The audience was clearly disturbed by this latter scene, even more than by the opening. While there was no booing during the performance (which I took as a sign of just how deep the impact was), when the three vocalists portraying the Moroccans came out for a bow, they were booed (as was Mark Delavan for his performance of Giovanni and Christian Van Horn as the Nazi Major, who arrested Michele). Now there are any number of really nasty villains in the opera repertoire; but, to the best of my knowledge, this was the first time I encountered this kind of audience reaction during the bows. I came away with the impression that the sexual violence was so hard to take that many in the audience needed to boo just to get their reaction out of their system, so to speak. As a result I was more sympathetic toward their booing than I was with the smiling reaction of all of the vocalists involved, which seemed to say, “Hey, it’s only a show.”
This brings me back to Reid’s analysis of the situation in London. I feel that the most important point she was trying to make in her article was that, where sexual violence is concerned, it is never “only a show.” As she put it:
If these scenes aren’t horrific then they aren’t doing their job.
In other words the audience should be seriously discomforted by those scenes, and I suspect that Reid would agree with my assessment of the audience reaction during the bows in San Francisco. Booing the perpetrators was the only way in which the audience could move on from what they had experienced.
However, Reid also observed that rape should be depicted not simply for disturbing the audience with graphic violence. What is far more important is whether or not what Reid calls “the after-affects of such an abuse” are also depicted. This turns out to be the heart of the final scene in Tutino’s opera, in which we experience the deterioration of Rosetta’s character. Fortunately, this is realized musically without the intervention of any bel canto “mad scene,” which would have been entirely out of place in the overall musical conception of the opera. Indeed, the audience is informed of those after-affects (I assume this was not a spelling error on the part of either Reid or the Telegraph editors) primarily through how Zambello changed the nature of Rosetta’s movements on the stage.

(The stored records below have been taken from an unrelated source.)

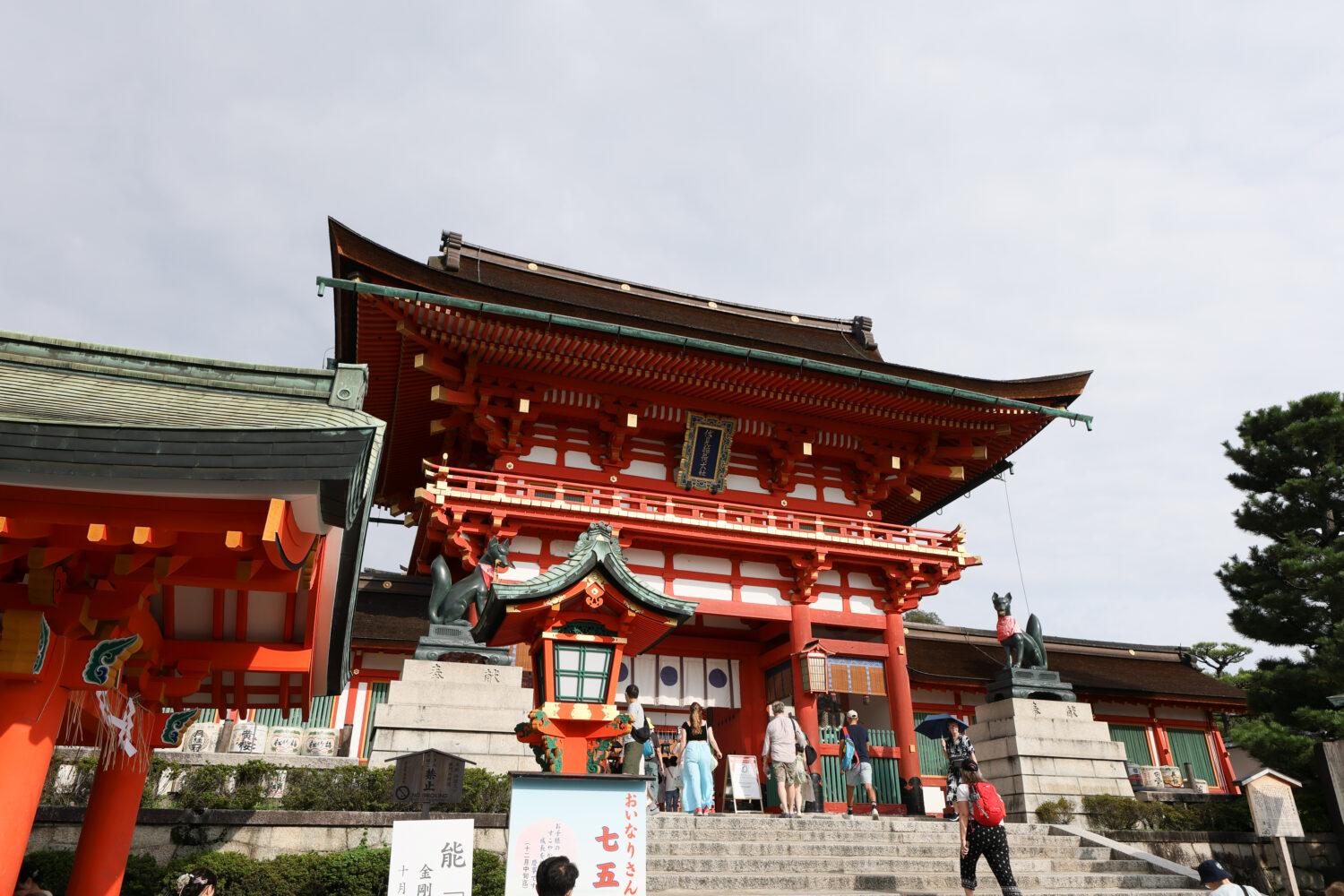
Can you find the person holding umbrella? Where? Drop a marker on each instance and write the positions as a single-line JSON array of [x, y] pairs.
[[956, 747]]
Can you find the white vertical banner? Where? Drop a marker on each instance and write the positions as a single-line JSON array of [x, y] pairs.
[[693, 681], [645, 678], [432, 857], [718, 684]]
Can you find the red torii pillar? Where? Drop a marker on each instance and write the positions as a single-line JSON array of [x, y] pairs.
[[109, 821], [900, 702]]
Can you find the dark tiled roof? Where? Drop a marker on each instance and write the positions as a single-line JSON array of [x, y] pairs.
[[491, 276]]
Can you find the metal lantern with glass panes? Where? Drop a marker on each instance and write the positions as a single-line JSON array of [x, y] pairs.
[[580, 618]]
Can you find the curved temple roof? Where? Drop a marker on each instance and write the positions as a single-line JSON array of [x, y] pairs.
[[596, 551]]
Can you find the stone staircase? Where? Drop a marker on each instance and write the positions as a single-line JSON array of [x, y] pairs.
[[832, 855]]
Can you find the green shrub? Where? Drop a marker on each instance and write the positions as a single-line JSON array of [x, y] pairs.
[[228, 786], [1123, 813], [341, 788], [355, 872], [1115, 813], [487, 874], [486, 791], [56, 866], [1059, 812]]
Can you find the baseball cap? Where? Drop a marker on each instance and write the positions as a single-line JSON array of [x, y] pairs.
[[1211, 872]]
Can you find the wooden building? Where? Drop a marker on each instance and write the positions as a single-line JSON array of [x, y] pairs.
[[177, 535]]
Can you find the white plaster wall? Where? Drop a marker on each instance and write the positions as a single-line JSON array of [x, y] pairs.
[[524, 544], [862, 603], [383, 661], [655, 582], [762, 594], [647, 469], [1105, 708], [828, 600], [835, 495], [695, 563], [739, 482], [863, 581], [580, 461], [761, 571], [540, 454], [521, 571], [644, 557], [701, 590]]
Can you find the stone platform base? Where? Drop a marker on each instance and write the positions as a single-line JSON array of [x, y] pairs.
[[1037, 751], [468, 710]]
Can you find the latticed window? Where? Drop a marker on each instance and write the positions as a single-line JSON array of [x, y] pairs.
[[582, 672], [1193, 745], [1136, 743]]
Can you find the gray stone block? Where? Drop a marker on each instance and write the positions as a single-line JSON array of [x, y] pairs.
[[461, 673]]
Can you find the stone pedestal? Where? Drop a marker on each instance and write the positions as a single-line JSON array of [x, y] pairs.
[[468, 710], [1035, 751], [453, 642]]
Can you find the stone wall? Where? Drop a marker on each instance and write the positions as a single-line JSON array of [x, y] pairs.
[[169, 833], [1316, 857]]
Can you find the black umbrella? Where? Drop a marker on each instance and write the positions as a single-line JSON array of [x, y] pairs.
[[935, 727]]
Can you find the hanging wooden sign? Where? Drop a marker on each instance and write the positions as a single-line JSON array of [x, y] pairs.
[[704, 457]]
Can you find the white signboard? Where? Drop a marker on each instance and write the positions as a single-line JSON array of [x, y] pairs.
[[745, 775], [432, 857], [1273, 807], [599, 821]]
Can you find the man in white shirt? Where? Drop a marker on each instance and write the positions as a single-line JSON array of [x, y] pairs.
[[632, 759], [780, 750], [1214, 876]]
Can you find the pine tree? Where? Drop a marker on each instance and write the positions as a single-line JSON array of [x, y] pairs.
[[1289, 590]]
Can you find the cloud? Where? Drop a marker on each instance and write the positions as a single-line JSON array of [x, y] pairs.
[[1150, 190]]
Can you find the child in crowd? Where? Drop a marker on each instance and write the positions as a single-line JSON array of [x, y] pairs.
[[672, 788]]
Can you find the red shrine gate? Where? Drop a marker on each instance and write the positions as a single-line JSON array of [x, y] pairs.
[[175, 535], [768, 465]]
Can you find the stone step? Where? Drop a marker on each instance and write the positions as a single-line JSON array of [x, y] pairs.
[[906, 884], [867, 848], [890, 864], [927, 892], [819, 821], [440, 718]]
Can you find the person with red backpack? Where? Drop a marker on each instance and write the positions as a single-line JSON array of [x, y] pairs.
[[980, 812]]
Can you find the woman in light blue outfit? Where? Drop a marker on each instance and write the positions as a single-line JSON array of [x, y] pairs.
[[696, 747]]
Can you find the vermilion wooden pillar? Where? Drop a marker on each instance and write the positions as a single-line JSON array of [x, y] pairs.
[[109, 823], [898, 694], [752, 702], [804, 704], [30, 719]]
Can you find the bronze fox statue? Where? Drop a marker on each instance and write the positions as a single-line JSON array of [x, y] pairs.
[[1023, 649], [448, 599]]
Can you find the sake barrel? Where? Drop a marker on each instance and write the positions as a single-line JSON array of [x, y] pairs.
[[285, 740], [202, 737], [247, 737], [320, 742]]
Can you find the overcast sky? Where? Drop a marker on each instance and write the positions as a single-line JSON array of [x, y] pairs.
[[1150, 191]]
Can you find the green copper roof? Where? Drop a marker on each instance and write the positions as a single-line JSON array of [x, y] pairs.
[[597, 548], [50, 381]]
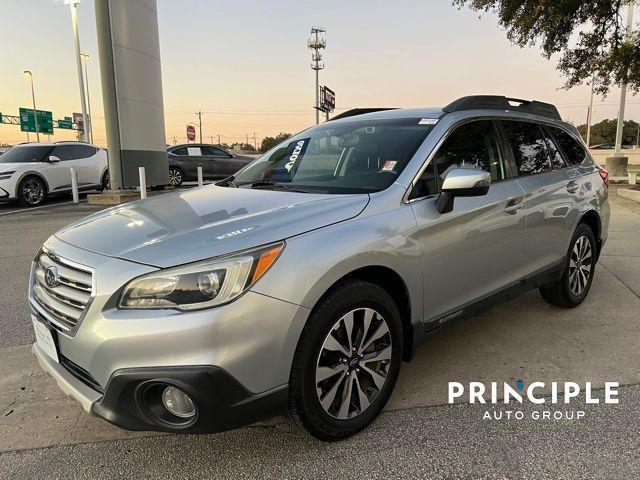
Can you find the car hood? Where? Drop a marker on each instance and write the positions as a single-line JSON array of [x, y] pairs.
[[186, 226]]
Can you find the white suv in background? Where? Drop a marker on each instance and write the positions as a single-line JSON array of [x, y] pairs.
[[30, 172]]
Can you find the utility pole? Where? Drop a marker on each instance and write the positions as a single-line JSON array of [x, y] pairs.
[[29, 75], [590, 114], [316, 44], [623, 87], [73, 5], [199, 114], [89, 126]]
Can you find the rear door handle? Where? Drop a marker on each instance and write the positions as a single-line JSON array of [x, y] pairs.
[[514, 206], [572, 186]]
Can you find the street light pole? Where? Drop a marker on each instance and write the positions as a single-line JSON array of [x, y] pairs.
[[29, 75], [623, 89], [73, 5], [590, 115], [85, 59]]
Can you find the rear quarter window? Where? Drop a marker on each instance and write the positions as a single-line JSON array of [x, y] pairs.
[[573, 151]]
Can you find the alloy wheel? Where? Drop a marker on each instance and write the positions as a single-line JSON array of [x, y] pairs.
[[175, 177], [33, 191], [353, 363], [580, 265]]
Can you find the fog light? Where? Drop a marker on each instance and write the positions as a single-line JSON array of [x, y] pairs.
[[178, 402]]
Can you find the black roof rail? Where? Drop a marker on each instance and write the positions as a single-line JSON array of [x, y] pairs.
[[358, 111], [497, 102]]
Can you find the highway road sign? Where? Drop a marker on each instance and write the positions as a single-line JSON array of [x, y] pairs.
[[191, 133], [28, 124]]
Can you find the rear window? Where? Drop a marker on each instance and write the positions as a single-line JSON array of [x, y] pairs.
[[24, 154], [82, 151], [574, 152]]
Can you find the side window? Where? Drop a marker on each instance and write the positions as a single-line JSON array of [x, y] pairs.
[[556, 157], [180, 151], [214, 151], [63, 152], [573, 151], [529, 147], [474, 145], [82, 151]]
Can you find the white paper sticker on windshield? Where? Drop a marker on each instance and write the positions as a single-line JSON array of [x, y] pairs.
[[388, 166]]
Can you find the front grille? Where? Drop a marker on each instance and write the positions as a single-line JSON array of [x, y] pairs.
[[63, 303], [81, 374]]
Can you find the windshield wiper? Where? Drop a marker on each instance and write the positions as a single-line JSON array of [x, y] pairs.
[[228, 182], [265, 184]]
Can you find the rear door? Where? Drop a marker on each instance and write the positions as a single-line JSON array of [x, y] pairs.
[[58, 174], [550, 188], [476, 249], [217, 163], [88, 166]]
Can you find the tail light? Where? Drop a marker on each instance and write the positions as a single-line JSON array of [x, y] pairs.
[[604, 175]]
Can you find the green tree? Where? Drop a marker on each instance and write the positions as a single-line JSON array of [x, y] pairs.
[[605, 132], [588, 35], [269, 142]]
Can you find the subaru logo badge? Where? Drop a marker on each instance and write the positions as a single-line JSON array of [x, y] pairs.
[[52, 277]]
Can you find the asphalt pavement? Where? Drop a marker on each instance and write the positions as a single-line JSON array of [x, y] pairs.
[[44, 434]]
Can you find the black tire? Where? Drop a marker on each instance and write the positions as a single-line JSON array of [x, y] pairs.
[[32, 191], [176, 176], [566, 293], [304, 400]]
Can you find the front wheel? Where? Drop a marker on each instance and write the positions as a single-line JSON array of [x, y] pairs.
[[32, 192], [571, 290], [347, 361], [176, 177]]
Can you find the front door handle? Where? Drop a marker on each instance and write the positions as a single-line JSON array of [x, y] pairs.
[[572, 186], [514, 206]]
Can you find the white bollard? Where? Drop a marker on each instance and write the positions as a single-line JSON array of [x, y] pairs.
[[74, 185], [200, 181], [143, 183]]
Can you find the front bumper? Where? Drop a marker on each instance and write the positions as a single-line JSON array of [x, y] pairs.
[[222, 403], [233, 360]]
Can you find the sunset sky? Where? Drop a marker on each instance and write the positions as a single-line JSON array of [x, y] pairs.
[[246, 66]]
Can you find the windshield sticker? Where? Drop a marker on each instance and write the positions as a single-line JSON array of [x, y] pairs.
[[294, 151], [388, 166]]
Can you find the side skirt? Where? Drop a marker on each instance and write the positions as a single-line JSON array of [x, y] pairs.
[[425, 329]]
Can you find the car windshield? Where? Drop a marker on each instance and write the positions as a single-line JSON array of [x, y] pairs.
[[24, 154], [346, 157]]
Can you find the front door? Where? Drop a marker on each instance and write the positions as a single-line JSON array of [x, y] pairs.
[[58, 174], [476, 249]]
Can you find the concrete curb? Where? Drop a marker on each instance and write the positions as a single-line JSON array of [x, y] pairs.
[[629, 194]]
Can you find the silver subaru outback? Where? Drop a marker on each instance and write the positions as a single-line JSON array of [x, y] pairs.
[[302, 283]]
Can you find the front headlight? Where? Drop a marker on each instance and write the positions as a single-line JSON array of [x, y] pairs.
[[199, 285]]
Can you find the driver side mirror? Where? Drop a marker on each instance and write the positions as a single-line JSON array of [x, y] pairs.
[[462, 182]]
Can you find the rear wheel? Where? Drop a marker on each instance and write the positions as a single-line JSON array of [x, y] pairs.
[[31, 192], [176, 176], [571, 290], [347, 361]]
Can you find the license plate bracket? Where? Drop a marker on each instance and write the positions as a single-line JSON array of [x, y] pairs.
[[46, 338]]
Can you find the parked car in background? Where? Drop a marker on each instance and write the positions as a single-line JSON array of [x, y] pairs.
[[608, 146], [30, 172], [305, 281], [216, 162]]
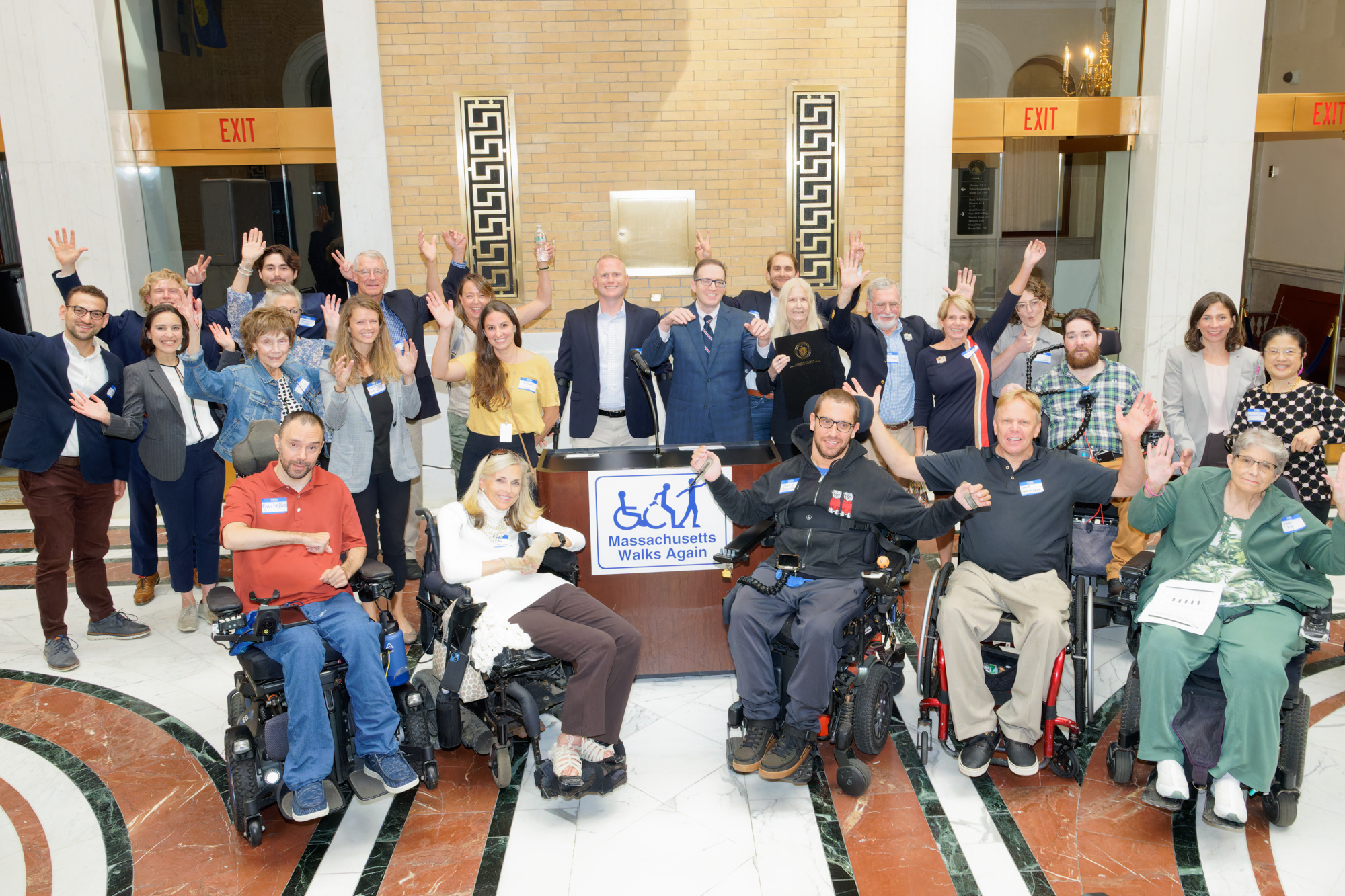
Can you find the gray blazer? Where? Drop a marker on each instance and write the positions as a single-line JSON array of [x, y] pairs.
[[1187, 393], [353, 431]]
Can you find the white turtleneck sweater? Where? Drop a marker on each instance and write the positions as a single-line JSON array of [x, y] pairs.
[[465, 549]]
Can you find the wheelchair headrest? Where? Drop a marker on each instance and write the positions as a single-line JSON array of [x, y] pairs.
[[866, 411], [258, 448]]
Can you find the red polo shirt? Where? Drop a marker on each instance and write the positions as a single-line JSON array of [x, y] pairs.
[[262, 501]]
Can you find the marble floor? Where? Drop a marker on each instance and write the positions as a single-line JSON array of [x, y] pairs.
[[112, 782]]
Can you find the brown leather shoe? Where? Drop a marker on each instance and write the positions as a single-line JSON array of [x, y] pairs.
[[146, 589]]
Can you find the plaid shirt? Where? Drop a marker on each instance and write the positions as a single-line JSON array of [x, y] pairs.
[[1116, 385]]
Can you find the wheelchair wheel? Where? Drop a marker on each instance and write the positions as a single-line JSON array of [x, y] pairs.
[[874, 710]]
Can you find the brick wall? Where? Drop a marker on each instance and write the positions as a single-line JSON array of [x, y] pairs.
[[642, 95]]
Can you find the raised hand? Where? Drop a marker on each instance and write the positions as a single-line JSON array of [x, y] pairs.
[[67, 252], [252, 248]]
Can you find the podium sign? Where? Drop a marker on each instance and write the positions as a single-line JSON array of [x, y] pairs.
[[648, 521]]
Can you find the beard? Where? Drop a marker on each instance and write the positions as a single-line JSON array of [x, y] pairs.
[[1089, 361]]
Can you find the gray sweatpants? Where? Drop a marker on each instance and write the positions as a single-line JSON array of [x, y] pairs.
[[824, 607]]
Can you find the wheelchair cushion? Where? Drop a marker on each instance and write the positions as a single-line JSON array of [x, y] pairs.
[[260, 667]]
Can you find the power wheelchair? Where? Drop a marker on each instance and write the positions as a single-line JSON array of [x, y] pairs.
[[258, 739], [870, 674], [496, 710]]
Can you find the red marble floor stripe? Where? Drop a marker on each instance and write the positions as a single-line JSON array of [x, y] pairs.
[[181, 833], [37, 853]]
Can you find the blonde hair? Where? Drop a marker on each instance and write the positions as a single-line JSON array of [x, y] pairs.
[[524, 513], [782, 313], [383, 357]]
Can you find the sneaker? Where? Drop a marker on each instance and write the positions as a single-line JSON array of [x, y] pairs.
[[393, 770], [1023, 758], [974, 756], [758, 737], [61, 653], [792, 748], [118, 626], [310, 802], [146, 589]]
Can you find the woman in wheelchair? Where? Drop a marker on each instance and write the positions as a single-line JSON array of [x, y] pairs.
[[479, 538], [1230, 526]]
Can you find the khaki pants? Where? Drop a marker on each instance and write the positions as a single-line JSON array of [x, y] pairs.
[[1129, 541], [970, 612]]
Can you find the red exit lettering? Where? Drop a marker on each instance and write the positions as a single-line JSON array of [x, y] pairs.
[[1039, 118]]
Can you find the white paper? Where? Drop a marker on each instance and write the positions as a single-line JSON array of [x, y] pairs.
[[1184, 604]]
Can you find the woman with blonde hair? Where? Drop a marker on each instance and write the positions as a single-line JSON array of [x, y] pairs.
[[798, 314], [485, 548], [369, 392]]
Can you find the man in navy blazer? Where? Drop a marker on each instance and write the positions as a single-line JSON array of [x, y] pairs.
[[609, 405], [71, 473], [711, 342]]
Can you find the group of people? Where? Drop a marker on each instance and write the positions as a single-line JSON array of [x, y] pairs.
[[960, 408]]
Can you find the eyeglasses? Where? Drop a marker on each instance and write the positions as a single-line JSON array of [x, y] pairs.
[[1262, 467], [827, 423]]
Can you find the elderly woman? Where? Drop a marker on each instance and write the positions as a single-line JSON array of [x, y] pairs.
[[801, 315], [1231, 526], [479, 538], [267, 386]]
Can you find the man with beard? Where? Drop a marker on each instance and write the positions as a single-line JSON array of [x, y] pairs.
[[1110, 384], [827, 502], [289, 528]]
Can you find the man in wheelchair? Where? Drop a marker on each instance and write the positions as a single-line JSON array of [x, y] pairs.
[[827, 502], [1013, 560], [287, 528]]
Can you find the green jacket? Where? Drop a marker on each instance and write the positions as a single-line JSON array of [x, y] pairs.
[[1192, 509]]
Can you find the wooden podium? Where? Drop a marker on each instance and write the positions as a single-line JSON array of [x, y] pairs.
[[677, 612]]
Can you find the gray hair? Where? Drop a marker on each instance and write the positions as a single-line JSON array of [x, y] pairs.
[[1266, 440], [883, 283]]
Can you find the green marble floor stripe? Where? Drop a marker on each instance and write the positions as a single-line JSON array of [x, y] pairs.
[[116, 838]]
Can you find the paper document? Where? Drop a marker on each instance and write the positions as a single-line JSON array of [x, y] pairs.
[[1186, 604]]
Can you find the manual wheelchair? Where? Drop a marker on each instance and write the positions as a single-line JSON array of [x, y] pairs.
[[258, 737], [870, 674]]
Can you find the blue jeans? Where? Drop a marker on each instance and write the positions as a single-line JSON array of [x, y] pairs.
[[762, 409], [348, 627]]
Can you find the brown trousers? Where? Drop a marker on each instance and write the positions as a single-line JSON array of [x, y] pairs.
[[572, 624], [69, 516]]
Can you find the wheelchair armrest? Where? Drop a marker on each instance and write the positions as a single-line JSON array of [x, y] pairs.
[[738, 551]]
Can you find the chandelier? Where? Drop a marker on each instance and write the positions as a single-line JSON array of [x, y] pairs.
[[1097, 77]]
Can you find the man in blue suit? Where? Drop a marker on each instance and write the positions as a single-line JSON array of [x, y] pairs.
[[71, 473], [711, 341]]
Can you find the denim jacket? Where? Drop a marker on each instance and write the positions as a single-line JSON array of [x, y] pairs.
[[248, 393]]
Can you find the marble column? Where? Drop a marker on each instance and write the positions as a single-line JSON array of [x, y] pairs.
[[358, 120], [1191, 170], [68, 146], [927, 150]]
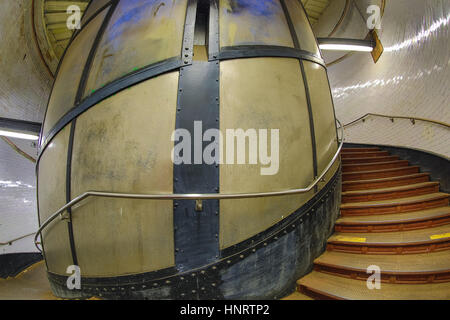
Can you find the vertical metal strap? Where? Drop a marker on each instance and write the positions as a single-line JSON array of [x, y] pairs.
[[93, 51], [305, 82], [68, 191], [213, 30], [189, 29]]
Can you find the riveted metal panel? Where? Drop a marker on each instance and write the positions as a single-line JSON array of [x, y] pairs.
[[267, 93], [197, 232], [250, 22], [123, 145], [302, 27], [52, 196], [140, 33], [65, 88], [322, 113]]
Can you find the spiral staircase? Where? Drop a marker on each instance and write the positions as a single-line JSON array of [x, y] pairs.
[[392, 217]]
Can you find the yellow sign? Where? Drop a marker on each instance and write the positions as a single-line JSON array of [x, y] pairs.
[[440, 236], [350, 239]]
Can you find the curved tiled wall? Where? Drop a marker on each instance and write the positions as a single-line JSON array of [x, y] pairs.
[[410, 79]]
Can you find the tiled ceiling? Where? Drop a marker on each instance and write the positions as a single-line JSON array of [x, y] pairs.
[[315, 8]]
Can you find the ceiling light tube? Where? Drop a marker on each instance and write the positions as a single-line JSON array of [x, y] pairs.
[[339, 44], [18, 135]]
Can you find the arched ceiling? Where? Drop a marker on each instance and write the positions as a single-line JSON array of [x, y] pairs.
[[315, 8]]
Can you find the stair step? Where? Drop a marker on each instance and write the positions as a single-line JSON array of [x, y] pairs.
[[395, 222], [297, 296], [325, 286], [348, 155], [432, 200], [390, 193], [413, 268], [374, 166], [379, 174], [370, 160], [385, 182], [372, 149], [403, 242]]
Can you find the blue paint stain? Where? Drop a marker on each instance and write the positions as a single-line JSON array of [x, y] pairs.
[[132, 12], [264, 8]]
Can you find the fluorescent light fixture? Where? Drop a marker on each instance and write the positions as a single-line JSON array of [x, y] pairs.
[[340, 44], [345, 47], [18, 135]]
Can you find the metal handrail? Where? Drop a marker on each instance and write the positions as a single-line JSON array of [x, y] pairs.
[[210, 196], [397, 117], [16, 239]]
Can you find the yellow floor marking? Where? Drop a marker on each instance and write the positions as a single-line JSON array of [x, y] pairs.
[[440, 236], [350, 239]]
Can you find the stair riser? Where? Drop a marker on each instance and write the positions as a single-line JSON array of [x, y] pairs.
[[351, 155], [390, 195], [379, 174], [315, 294], [435, 203], [374, 166], [410, 278], [369, 160], [383, 184], [389, 249], [351, 150], [393, 227]]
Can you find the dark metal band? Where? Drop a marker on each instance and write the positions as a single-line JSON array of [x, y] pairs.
[[249, 257], [109, 90], [20, 125], [253, 51]]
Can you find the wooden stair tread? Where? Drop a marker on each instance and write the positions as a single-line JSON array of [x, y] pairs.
[[400, 201], [391, 238], [361, 149], [379, 171], [392, 189], [415, 175], [350, 165], [396, 217], [343, 288], [370, 160], [297, 296], [411, 263]]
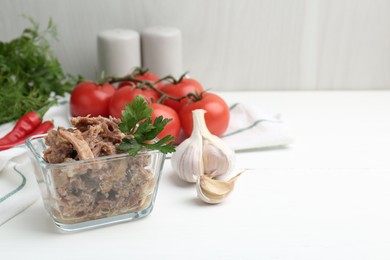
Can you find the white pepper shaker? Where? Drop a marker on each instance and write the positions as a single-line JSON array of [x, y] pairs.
[[119, 52], [162, 50]]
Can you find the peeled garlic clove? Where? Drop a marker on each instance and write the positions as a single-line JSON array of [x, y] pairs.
[[214, 191]]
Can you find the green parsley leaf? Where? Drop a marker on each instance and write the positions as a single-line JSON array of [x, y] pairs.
[[137, 122], [30, 72]]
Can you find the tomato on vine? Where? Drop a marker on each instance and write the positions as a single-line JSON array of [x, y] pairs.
[[142, 74], [126, 94], [91, 98], [178, 89], [174, 126], [217, 114]]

In that final scene we see that Cesira is less devastated by having been raped for a second time than she is by the prospect that her relationship with Rosetta has been irreparably destroyed. Indeed, it is only in the final measures of the opera that mother and daughter are reconciled. While the motivation behind that reconciliation is not spelled out, the sense seems to be that they both know that, with American troops now occupying Italy, their future will remain uncertain. Reconciliation seems to be their recognition that they will need each other in order to face that uncertainty.
My guess is that Reid would have taken this resolution as being too cut-and-dried. Her other major observation is:
Rape is violent physically, but the emotional trauma is felt long after physical recovery.
In that respect Reid held up Joanne Froggatt’s depiction of Anna Bates in Downton Abbey. Reid felt it was important that the Downton Abbey narrative did not try to cut corners or smooth harsh edges in depicting Anna’s slow and often painful recovery. However, in the context of Tutino’s efforts, that narrative would probably require another opera; and he would not be able to turn to the works of Moravia for a point of departure.